Our church magazine article this month...
Bethan and I recently discussed our messy garden: “We’ll keep the front garden tidy, because that is the one people see. We don’t need to worry too much about the back!”
These last months, we have been made particularly aware that this is how many of us order our lives. We keep our exterior respectable, whilst inwardly displaying all sorts of moral mess. So we find that businessmen who have been knighted, yet have made dubious decisions to the detriment of others. And we now find that even our leading politicians have stretched their expenses claims in a way that may be legal, but is certainly dishonest.
Of course it is too easy to see the problem as only in others. We should remember that these people are people just like us, and we would be naïve to assume that in the same position we would be squeaky clean. Indeed, the more I visit people, the more I find that all of us have our demons: respectable couples who treat each other atrociously behind the scenes, respectable people pulled into a dark world on the internet, or who speak of others in private as they never would in public. Sin has never been a popular Christian belief, but its existence is indisputable.
In our sermons last month, we’ve been looking at Jesus’ famous story of the Prodigal Son in chapter 15 of Luke’s gospel. The son asks his father for his share of his inheritance, leaves the family, travels to a distant country, and then blows his inheritance on wild living. He ends up with nothing, far from home, with no-one to help, tending pigs and starving to death.
Jesus intended the story to illustrate those who have turned from God. And the more I talk to people, the more fitting it seems. So many want God’s gifts – a pleasant world, a long life, abilities, intelligence, success and money – yet they don’t want him. So they distance themselves from him. They refuse to believe in him or simply ignore him. Yet without him, more often than not, they end up in a desperate mess. Living as they please rather than as God pleases, living with no thought for his Fatherly wisdom, we so often hurt ourselves or others and end up broken, struggling and lonely.

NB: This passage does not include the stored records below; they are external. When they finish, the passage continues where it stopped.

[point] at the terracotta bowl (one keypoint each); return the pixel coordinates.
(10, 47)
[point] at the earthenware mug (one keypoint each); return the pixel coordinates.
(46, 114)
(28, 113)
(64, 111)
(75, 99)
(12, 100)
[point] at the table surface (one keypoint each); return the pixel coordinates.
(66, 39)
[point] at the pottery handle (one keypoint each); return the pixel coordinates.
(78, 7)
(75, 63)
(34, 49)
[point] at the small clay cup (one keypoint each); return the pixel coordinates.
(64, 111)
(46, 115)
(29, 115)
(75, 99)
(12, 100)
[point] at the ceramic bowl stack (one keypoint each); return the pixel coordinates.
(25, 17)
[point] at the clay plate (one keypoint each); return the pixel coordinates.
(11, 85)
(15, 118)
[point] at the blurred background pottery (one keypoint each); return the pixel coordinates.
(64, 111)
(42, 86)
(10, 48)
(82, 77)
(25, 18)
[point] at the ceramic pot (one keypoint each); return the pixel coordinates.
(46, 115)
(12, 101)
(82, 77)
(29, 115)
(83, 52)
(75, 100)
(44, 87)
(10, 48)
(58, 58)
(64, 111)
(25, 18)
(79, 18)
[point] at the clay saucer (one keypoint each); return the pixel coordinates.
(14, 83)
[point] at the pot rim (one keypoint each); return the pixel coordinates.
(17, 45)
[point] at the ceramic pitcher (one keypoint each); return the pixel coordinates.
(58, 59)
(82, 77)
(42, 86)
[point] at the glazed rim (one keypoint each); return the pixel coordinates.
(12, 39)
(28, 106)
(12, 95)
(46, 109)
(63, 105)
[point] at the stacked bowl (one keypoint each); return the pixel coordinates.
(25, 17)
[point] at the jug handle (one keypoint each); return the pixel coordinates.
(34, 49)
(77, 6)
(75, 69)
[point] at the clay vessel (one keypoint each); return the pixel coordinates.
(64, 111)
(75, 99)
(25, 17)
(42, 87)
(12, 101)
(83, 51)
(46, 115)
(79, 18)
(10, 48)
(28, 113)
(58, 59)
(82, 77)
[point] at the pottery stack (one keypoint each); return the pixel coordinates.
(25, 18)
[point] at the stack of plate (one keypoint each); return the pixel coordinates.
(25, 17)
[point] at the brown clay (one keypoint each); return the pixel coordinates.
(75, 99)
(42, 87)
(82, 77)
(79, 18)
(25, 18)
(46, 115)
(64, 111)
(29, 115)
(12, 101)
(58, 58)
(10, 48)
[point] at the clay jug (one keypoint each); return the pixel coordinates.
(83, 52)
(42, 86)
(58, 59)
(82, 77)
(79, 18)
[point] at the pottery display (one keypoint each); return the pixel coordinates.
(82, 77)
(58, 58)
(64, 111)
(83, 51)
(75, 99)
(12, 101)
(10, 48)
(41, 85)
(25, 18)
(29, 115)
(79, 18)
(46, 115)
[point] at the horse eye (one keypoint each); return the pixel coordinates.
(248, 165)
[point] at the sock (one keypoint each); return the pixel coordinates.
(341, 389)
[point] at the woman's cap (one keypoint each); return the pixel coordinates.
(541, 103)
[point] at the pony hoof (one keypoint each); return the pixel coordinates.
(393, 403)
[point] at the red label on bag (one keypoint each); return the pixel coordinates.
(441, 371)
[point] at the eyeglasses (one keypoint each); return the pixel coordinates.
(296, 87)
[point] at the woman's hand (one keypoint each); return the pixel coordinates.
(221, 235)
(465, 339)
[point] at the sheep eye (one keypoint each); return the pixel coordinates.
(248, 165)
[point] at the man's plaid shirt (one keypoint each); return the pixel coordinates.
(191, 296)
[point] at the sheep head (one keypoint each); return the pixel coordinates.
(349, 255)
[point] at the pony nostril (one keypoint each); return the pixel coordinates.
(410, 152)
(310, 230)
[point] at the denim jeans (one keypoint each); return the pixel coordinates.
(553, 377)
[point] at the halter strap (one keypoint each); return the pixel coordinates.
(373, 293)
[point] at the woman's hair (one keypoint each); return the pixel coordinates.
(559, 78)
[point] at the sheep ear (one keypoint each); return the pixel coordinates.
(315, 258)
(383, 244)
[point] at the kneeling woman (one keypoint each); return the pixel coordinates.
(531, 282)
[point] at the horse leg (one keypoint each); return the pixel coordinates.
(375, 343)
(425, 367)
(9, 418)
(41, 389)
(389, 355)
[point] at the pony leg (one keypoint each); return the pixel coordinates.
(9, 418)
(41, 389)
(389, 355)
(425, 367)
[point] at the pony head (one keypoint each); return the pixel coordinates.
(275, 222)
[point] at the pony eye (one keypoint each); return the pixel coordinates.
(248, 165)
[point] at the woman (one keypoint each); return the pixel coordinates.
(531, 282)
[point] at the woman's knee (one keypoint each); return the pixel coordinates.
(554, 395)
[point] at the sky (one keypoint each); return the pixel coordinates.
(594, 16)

Numerous people are asking what has happened to our culture. But at the end of a century in which it has largely turned from Christ and Christianity, could it be that Jesus’ parable holds the answer? Can I suggest that our culture, and those within it are experiencing the fall-out of life without the God who is there?
Fortunately the parable does not end with the son at rock-bottom. The next phrase from Jesus is worth much reflection: “When he came to his senses…” The wayward son realised his predicament, remembered the kindness of his father, and returned to him with deep sorrow for all he had done. Now Jesus’ hearers would have expected the story to end with the father then rejecting the son for his behaviour and the shame he brought on the family. But instead, the Father runs to him, embraces him and restores him to a place of honour within his family.
So there is hope. Jesus calls all people everywhere to return to God in the way that he taught. And to those who do, he promised God’s forgiveness, an everlasting life and help in putting our lives back together now. We have found a number start coming to our churches who are wonderfully experiencing just this.